東スポ風の題名だがマジメな話だ(^^


alc201_pin
 ALC201のデータシートを見ていたら、33、34ピンが[NC]つまり未接続になっている。ところがGIGABYTEのALC201採用マザーではMLCCが接続されている。何らかのミスかと思ったが、GIGABYTEの回路図にも正式に記載されていた。気になって仕方が無いのでAC97リファレンス(但しR2.3、ALC201はR2.2)を見たら、それぞれCAP3、4(generic capacitor)とあった。あのー、Generic capacitor(一般的コンデンサ)って…何じゃそれは?(^^; 分類はフィルタ・リファレンス電圧だ。テキトーに訳してみると、
 Generic capacitorは3Dステレオ、トーンコントロールあるいは他のベンダ特有の機能を支援するために内部に使用できる。AC97ベンダは、各コンデンサー・ピンの特定的用法を決定する。しかしながら、ベンダ独自のAC97レイアウトを支援するために、下記が推奨される:

●ピン間のgeneric capacitorsを使用する内部機能は奇数偶数方式の(n、n+1)コンデンサ・ペア(1-2、3-4、5-6など)を使用するべきである。

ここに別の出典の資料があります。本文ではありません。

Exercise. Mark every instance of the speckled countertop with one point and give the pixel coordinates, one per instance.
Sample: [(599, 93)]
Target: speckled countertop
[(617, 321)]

●グラウンドへのgeneric capacitorsを使用する内部機能はどんなコンデンサも使用するかもしれない。

●Generic capacitorの値は1uF(0805以下のパッケージが好ましい)よりも大きくあるべきではない。

(訳者注:EIAの0805はJISの2012)

 な〜んか分ったような分らないような〜(^^; とりあえずベンダユニークな機能であることは分った。それなのにALC201のデータシートには規定が無い。GIGABYTEは独自情報を得ているのだろうか?そこで本題だが我らがP6ISA-IIはどうなのだろう。


c104_106
 実はこの省略MLCCでした(C104〜106)。という事はやはりRealtekからマザーボードベンダに何らかの非公開?情報提供があったと見るべきだろう。一体何の機能なんだろう?テキトーにギガの定数で付けてみるか。


ALC201_33_34pin
 ギガの回路との比較。同社の複数のALC201採用マザーで同じ回路だったから間違いはない。付けたら僅かでもコストアップになるのだから、付けるにはそれなりのメリットが無い筈は無い。ちなみに6OXTは省略されていた。コストダウンの為に付いていないのもあるかも知れない。実際は殆ど付いてなかったりして…(^^; 皆様の持っているALC201採用マザーはどうなのか教えてください。


★実装してみる
 0.047μFの2012と0.1μFの1608だが、どちらも手持ちがあった。逆のサイズだったらダメだったけど、なんか運がいいかもしれない。いや悪いかも…(^^;

 この基板では(33、34ピンのどちらを0.047μFでGNDに落とすか)2通りの組み合わせがあるが、今回はGIGABYTE仕様で行ってみる。果たして何が変化するのだろうか?常識的にはこの程度の作業で音には影響しないと思うけど…。


c105_106
 フラックス掃除が雑で申し訳ない。このMLCCのランドは配線も極細で非常に剥れやすそうなので触りたくない訳ね。右側が汚いのは右側にゲームポートが有ってハンダゴテが動かしづらいため(^^; そんな奴は居ないとは思うけど、ハンダ付けに自信が無い人は真似しない方が良いと思う。筆者はどうしても結果が知りたいだけで、ハンダ付け作業自体やりたいわけじゃない。


★テストする
 いつものようにフロアノイズ、3トーン、RMAA5でテストしてみる。黒が改造前で赤が改造後である。電解コンと違ってMLCCはエージングしなくていいのが楽でよい。もっとも実装時から、前にも書いた通りエージング特性によって徐々に性能が落ちていくが…。


noise_mod2
 …ノイズ上がっちゃった(^^; 確実に10dBアップしている。まあMLCCを2つ付けただけで良くなるとは思っていなかったが、まさか悪くなるとも思っていなかった。


3tone_mod2
 これも最初に戻ってしまったね。最初に戻っただけだから悪くは無いが。もしかしたら何かのブースト機能なのかもしれない。ゲインアップすれば当然ノイズも増えるわなあ。


rmaa5_mod2
 こちらは変わりないレベル。数値的にはビミョーに改善されている部分もある。しかし違いが無いのでグラフは省略。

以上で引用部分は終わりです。